College and university information was exposed through vulnerability in a campus’s operating system or through obtaining valid login and password information by stealing, guessing, or the use of Trojan virus, according to the report.

Hackers would sometimes impersonate authorized users of a campus network, allowing access to digital treasure troves of Social Security numbers, birth dates, grades, and contact information. Network attackers also have been known to manipulate logs and hide their illegal activity, the TeamSHATTER report said.

Authors of the TeamSHATTER research pointed to campus culture as a possible culprit for 2.3 million records breached at colleges since 2008. The openness of informational exchange, researchers said, isn’t conducive to keeping sensitive information behind secure digital walls.

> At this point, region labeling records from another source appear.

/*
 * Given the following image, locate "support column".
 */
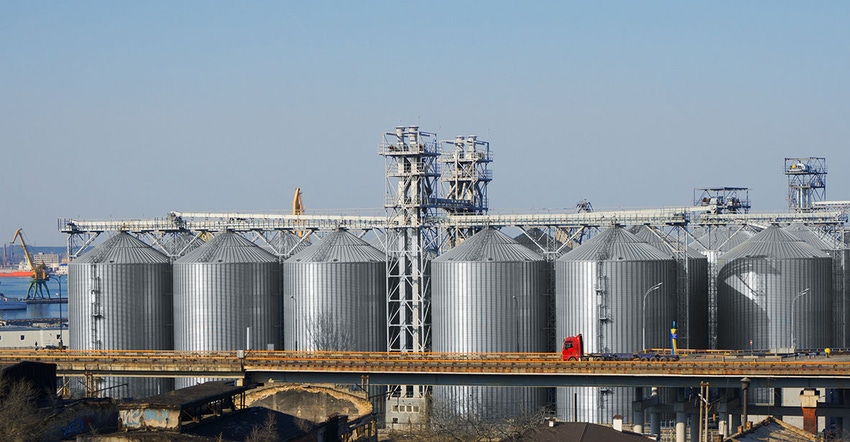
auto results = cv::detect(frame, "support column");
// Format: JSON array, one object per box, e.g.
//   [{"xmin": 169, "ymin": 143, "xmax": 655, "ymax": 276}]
[
  {"xmin": 676, "ymin": 411, "xmax": 688, "ymax": 442},
  {"xmin": 800, "ymin": 388, "xmax": 820, "ymax": 434},
  {"xmin": 691, "ymin": 413, "xmax": 699, "ymax": 442},
  {"xmin": 632, "ymin": 387, "xmax": 644, "ymax": 434},
  {"xmin": 649, "ymin": 410, "xmax": 661, "ymax": 438},
  {"xmin": 649, "ymin": 387, "xmax": 661, "ymax": 438}
]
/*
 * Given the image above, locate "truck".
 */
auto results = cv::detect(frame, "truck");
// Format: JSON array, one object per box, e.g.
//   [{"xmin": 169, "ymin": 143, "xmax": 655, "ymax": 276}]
[{"xmin": 561, "ymin": 334, "xmax": 679, "ymax": 362}]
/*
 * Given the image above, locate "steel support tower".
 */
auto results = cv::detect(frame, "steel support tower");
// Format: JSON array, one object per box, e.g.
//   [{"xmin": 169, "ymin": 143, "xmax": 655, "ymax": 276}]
[
  {"xmin": 438, "ymin": 135, "xmax": 493, "ymax": 249},
  {"xmin": 785, "ymin": 157, "xmax": 826, "ymax": 212},
  {"xmin": 379, "ymin": 126, "xmax": 440, "ymax": 360}
]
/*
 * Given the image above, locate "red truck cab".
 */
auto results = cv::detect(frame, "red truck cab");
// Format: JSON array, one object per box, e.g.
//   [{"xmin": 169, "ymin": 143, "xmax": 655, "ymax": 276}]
[{"xmin": 561, "ymin": 334, "xmax": 584, "ymax": 361}]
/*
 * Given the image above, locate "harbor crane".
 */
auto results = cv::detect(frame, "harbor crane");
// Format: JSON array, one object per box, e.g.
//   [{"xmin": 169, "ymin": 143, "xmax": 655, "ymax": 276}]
[{"xmin": 10, "ymin": 229, "xmax": 50, "ymax": 299}]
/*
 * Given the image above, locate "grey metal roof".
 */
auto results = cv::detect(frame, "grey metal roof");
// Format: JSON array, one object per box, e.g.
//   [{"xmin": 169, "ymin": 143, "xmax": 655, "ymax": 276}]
[
  {"xmin": 558, "ymin": 227, "xmax": 671, "ymax": 261},
  {"xmin": 71, "ymin": 232, "xmax": 168, "ymax": 265},
  {"xmin": 697, "ymin": 226, "xmax": 753, "ymax": 252},
  {"xmin": 514, "ymin": 228, "xmax": 570, "ymax": 253},
  {"xmin": 434, "ymin": 229, "xmax": 543, "ymax": 262},
  {"xmin": 287, "ymin": 230, "xmax": 386, "ymax": 262},
  {"xmin": 785, "ymin": 223, "xmax": 841, "ymax": 252},
  {"xmin": 175, "ymin": 232, "xmax": 277, "ymax": 264},
  {"xmin": 721, "ymin": 226, "xmax": 830, "ymax": 262},
  {"xmin": 629, "ymin": 226, "xmax": 705, "ymax": 259},
  {"xmin": 258, "ymin": 231, "xmax": 310, "ymax": 257}
]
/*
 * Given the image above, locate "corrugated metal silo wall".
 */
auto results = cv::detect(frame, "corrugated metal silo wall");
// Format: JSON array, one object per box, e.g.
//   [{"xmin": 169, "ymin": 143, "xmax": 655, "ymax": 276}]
[
  {"xmin": 839, "ymin": 249, "xmax": 850, "ymax": 348},
  {"xmin": 283, "ymin": 260, "xmax": 387, "ymax": 352},
  {"xmin": 431, "ymin": 260, "xmax": 552, "ymax": 421},
  {"xmin": 174, "ymin": 261, "xmax": 281, "ymax": 388},
  {"xmin": 684, "ymin": 256, "xmax": 709, "ymax": 349},
  {"xmin": 68, "ymin": 261, "xmax": 173, "ymax": 398},
  {"xmin": 717, "ymin": 257, "xmax": 834, "ymax": 350},
  {"xmin": 555, "ymin": 259, "xmax": 677, "ymax": 423}
]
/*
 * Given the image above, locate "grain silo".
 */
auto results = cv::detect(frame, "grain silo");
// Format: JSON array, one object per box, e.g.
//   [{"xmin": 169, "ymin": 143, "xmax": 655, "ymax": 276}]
[
  {"xmin": 695, "ymin": 225, "xmax": 754, "ymax": 349},
  {"xmin": 431, "ymin": 229, "xmax": 551, "ymax": 422},
  {"xmin": 717, "ymin": 226, "xmax": 834, "ymax": 350},
  {"xmin": 630, "ymin": 226, "xmax": 709, "ymax": 349},
  {"xmin": 68, "ymin": 232, "xmax": 173, "ymax": 397},
  {"xmin": 785, "ymin": 223, "xmax": 850, "ymax": 348},
  {"xmin": 174, "ymin": 232, "xmax": 281, "ymax": 387},
  {"xmin": 555, "ymin": 227, "xmax": 677, "ymax": 423},
  {"xmin": 256, "ymin": 231, "xmax": 310, "ymax": 259},
  {"xmin": 283, "ymin": 230, "xmax": 387, "ymax": 351}
]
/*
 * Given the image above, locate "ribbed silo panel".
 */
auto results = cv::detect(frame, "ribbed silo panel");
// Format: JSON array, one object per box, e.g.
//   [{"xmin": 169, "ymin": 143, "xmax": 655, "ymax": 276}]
[
  {"xmin": 432, "ymin": 386, "xmax": 548, "ymax": 422},
  {"xmin": 283, "ymin": 255, "xmax": 387, "ymax": 352},
  {"xmin": 431, "ymin": 260, "xmax": 551, "ymax": 353},
  {"xmin": 68, "ymin": 234, "xmax": 173, "ymax": 397},
  {"xmin": 836, "ymin": 249, "xmax": 850, "ymax": 348},
  {"xmin": 631, "ymin": 226, "xmax": 709, "ymax": 349},
  {"xmin": 784, "ymin": 224, "xmax": 850, "ymax": 348},
  {"xmin": 174, "ymin": 263, "xmax": 280, "ymax": 351},
  {"xmin": 558, "ymin": 387, "xmax": 636, "ymax": 423},
  {"xmin": 431, "ymin": 229, "xmax": 551, "ymax": 421},
  {"xmin": 174, "ymin": 232, "xmax": 281, "ymax": 388},
  {"xmin": 688, "ymin": 256, "xmax": 709, "ymax": 349},
  {"xmin": 555, "ymin": 228, "xmax": 677, "ymax": 423},
  {"xmin": 717, "ymin": 256, "xmax": 834, "ymax": 350}
]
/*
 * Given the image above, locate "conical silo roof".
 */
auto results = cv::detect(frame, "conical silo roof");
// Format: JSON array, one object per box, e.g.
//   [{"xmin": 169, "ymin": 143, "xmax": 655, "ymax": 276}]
[
  {"xmin": 287, "ymin": 230, "xmax": 386, "ymax": 262},
  {"xmin": 261, "ymin": 232, "xmax": 310, "ymax": 258},
  {"xmin": 434, "ymin": 229, "xmax": 543, "ymax": 262},
  {"xmin": 175, "ymin": 232, "xmax": 277, "ymax": 264},
  {"xmin": 721, "ymin": 226, "xmax": 830, "ymax": 262},
  {"xmin": 629, "ymin": 226, "xmax": 705, "ymax": 258},
  {"xmin": 697, "ymin": 226, "xmax": 753, "ymax": 252},
  {"xmin": 72, "ymin": 232, "xmax": 168, "ymax": 264},
  {"xmin": 784, "ymin": 223, "xmax": 841, "ymax": 252},
  {"xmin": 514, "ymin": 228, "xmax": 570, "ymax": 253},
  {"xmin": 558, "ymin": 227, "xmax": 672, "ymax": 261}
]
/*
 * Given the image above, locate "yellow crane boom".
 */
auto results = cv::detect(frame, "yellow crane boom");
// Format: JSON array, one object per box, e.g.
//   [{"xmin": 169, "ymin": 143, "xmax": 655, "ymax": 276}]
[{"xmin": 11, "ymin": 229, "xmax": 50, "ymax": 299}]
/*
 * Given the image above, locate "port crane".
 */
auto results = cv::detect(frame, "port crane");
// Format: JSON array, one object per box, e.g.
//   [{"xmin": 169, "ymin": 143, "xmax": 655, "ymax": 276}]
[{"xmin": 10, "ymin": 229, "xmax": 50, "ymax": 299}]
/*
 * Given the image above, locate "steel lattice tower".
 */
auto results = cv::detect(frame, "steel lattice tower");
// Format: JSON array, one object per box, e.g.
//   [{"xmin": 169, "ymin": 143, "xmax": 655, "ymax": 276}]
[
  {"xmin": 379, "ymin": 126, "xmax": 440, "ymax": 358},
  {"xmin": 439, "ymin": 135, "xmax": 493, "ymax": 248},
  {"xmin": 785, "ymin": 157, "xmax": 826, "ymax": 212}
]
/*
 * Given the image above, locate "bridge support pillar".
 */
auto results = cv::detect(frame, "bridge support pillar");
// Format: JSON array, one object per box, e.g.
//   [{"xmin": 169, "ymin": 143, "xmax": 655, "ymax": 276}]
[
  {"xmin": 673, "ymin": 388, "xmax": 689, "ymax": 442},
  {"xmin": 632, "ymin": 387, "xmax": 644, "ymax": 434},
  {"xmin": 676, "ymin": 411, "xmax": 688, "ymax": 442},
  {"xmin": 649, "ymin": 410, "xmax": 661, "ymax": 440},
  {"xmin": 800, "ymin": 388, "xmax": 820, "ymax": 435}
]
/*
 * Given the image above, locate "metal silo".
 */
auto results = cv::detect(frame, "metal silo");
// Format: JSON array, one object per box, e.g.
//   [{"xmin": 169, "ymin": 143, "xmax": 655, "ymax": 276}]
[
  {"xmin": 68, "ymin": 233, "xmax": 173, "ymax": 397},
  {"xmin": 174, "ymin": 232, "xmax": 281, "ymax": 387},
  {"xmin": 283, "ymin": 230, "xmax": 387, "ymax": 352},
  {"xmin": 785, "ymin": 223, "xmax": 850, "ymax": 348},
  {"xmin": 431, "ymin": 229, "xmax": 551, "ymax": 421},
  {"xmin": 717, "ymin": 226, "xmax": 834, "ymax": 350},
  {"xmin": 555, "ymin": 227, "xmax": 677, "ymax": 423},
  {"xmin": 257, "ymin": 231, "xmax": 310, "ymax": 259},
  {"xmin": 630, "ymin": 226, "xmax": 708, "ymax": 349},
  {"xmin": 695, "ymin": 225, "xmax": 754, "ymax": 349},
  {"xmin": 514, "ymin": 228, "xmax": 570, "ymax": 257}
]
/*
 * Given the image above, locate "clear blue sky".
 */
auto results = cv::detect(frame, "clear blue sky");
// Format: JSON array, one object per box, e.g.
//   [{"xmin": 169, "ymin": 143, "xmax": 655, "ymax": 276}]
[{"xmin": 0, "ymin": 0, "xmax": 850, "ymax": 245}]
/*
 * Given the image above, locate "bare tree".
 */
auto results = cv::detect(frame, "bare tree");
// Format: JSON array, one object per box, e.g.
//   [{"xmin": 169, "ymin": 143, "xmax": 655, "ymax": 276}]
[
  {"xmin": 0, "ymin": 379, "xmax": 43, "ymax": 441},
  {"xmin": 305, "ymin": 313, "xmax": 355, "ymax": 351}
]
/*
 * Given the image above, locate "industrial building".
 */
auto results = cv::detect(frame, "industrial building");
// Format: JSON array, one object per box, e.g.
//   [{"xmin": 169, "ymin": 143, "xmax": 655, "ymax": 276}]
[{"xmin": 59, "ymin": 126, "xmax": 850, "ymax": 436}]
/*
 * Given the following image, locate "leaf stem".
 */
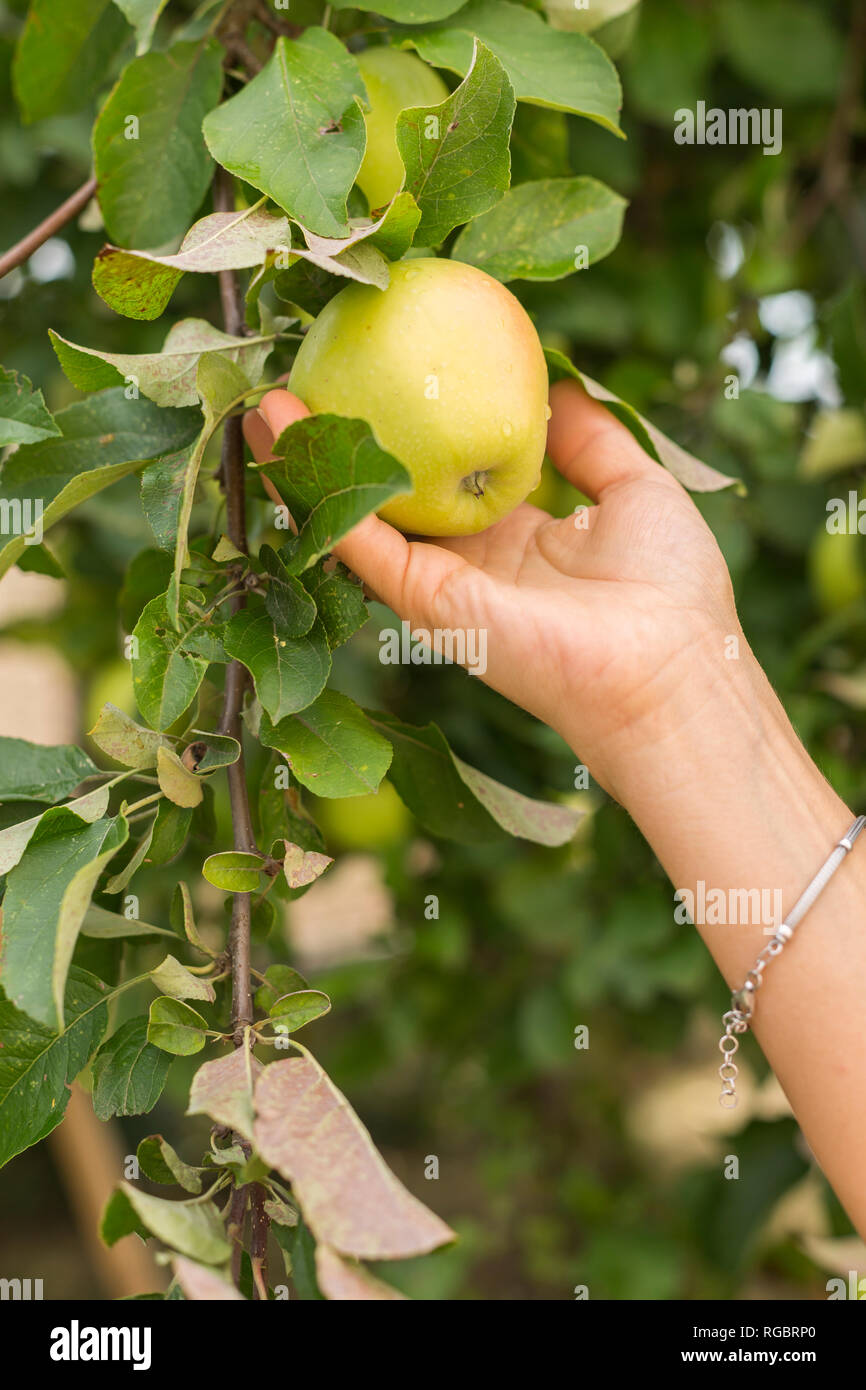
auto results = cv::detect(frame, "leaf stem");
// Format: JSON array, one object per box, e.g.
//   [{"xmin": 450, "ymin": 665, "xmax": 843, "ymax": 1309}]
[{"xmin": 0, "ymin": 178, "xmax": 97, "ymax": 279}]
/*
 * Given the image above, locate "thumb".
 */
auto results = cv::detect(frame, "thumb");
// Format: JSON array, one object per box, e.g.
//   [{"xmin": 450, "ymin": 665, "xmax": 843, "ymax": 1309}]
[{"xmin": 243, "ymin": 388, "xmax": 310, "ymax": 463}]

“The nature of higher ed is to foster an open academic environment, which is a nature at odds with the need to protect sensitive information and be mindful of security issues,” the report said. “Changing this nature requires a philosophical shift in the way these institutions view sensitive data.”

Alex Rothacker, director of security research for Application Security, said growing security threats have motivated campus IT departments to operate more like the private sector in recent years.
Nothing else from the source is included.